The authority said early Thursday that it was assessing road conditions to identify more bus routes which could be resumed.
Temperatures early Thursday in Atlanta were well-below freezing. However, forecasters say they expect temperatures across the metro area to climb about freezing Thursday afternoon, melting some of the ice and snow on roadways.
The snow has stopped but travelers are being warned to watch for black ice on roads around the Carolinas.
A storm that swept across the South dumped up to 12 inches (30 centimeters) of snow near Durham on Wednesday.
The National Weather Service has a winter weather advisory in effect for most of the Carolinas because of hazardous travel conditions, which were not expected to improve before midday Thursday.
Temperatures early Thursday in North Carolina ranged from 3 degrees (-16 Celsius) in western North Carolina to 28 degrees (-2 Celsius) along the Outer Banks. Forecasters said an advisory warning of the dangers of black ice was likely to be issued for Friday morning as well.
Duke Energy reported about 10,000 customers without service in the Carolinas. The biggest problem was near Chapel Hill.

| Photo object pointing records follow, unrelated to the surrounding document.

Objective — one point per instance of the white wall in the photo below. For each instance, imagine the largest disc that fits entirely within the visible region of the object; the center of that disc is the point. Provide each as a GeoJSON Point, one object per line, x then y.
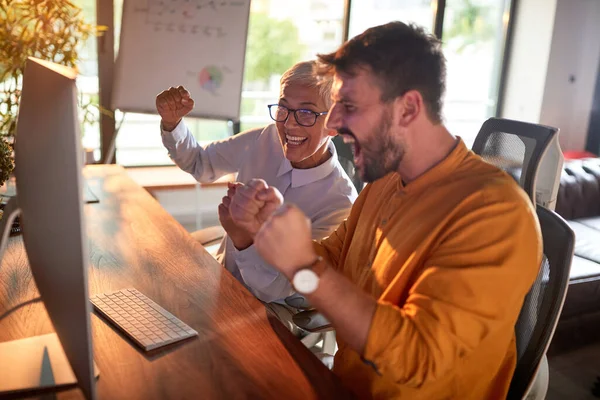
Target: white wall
{"type": "Point", "coordinates": [572, 71]}
{"type": "Point", "coordinates": [555, 40]}
{"type": "Point", "coordinates": [193, 208]}
{"type": "Point", "coordinates": [532, 39]}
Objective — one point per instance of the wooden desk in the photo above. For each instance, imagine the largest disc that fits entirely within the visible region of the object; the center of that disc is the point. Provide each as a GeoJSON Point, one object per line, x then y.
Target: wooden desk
{"type": "Point", "coordinates": [241, 352]}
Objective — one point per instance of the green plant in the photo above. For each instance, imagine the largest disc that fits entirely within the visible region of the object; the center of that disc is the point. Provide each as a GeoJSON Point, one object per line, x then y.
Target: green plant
{"type": "Point", "coordinates": [472, 25]}
{"type": "Point", "coordinates": [6, 162]}
{"type": "Point", "coordinates": [51, 30]}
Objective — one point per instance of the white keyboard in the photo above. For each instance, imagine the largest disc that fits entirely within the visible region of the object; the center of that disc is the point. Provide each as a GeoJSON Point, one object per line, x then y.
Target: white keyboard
{"type": "Point", "coordinates": [144, 321]}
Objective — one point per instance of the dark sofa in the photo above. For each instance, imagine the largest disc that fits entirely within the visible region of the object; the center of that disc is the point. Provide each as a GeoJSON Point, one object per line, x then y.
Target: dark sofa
{"type": "Point", "coordinates": [578, 202]}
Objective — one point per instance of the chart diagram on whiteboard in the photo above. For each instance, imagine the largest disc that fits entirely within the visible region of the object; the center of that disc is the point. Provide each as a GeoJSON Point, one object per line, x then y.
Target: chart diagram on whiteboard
{"type": "Point", "coordinates": [199, 44]}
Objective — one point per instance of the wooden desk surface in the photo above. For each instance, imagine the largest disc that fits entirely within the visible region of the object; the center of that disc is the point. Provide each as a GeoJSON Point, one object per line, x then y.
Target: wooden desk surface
{"type": "Point", "coordinates": [241, 351]}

The snow and ice prompted South Carolina Gov. Henry McMaster to postpone his State of the State address Wednesday for one week. South Carolina lawmakers also took the rest of the week off.
Several Southern states will be dealing with the lingering effects of a slow-moving winter storm that dumped a half-foot (15 centimeters) of snow on North Carolina's largest cities, dusted the Deep South and killed at least 10 people.
From Charlotte to Raleigh, North Carolina's five most populous cities all saw significant snow from a system that followed an atypical west-to-east path across the state. By Wednesday afternoon, Winston-Salem, Greensboro and Durham each had more than 6 inches (15 centimeters), while some places saw as much as 10 inches (25 centimeters).
Drivers unaccustomed to ice spun their wheels across Atlanta, which was brought to a near-standstill by little more than an inch (2.5 centimeters) of snow.
After raking North Carolina, forecasters expected the system to move offshore. Snow tapered off across the state by late Wednesday.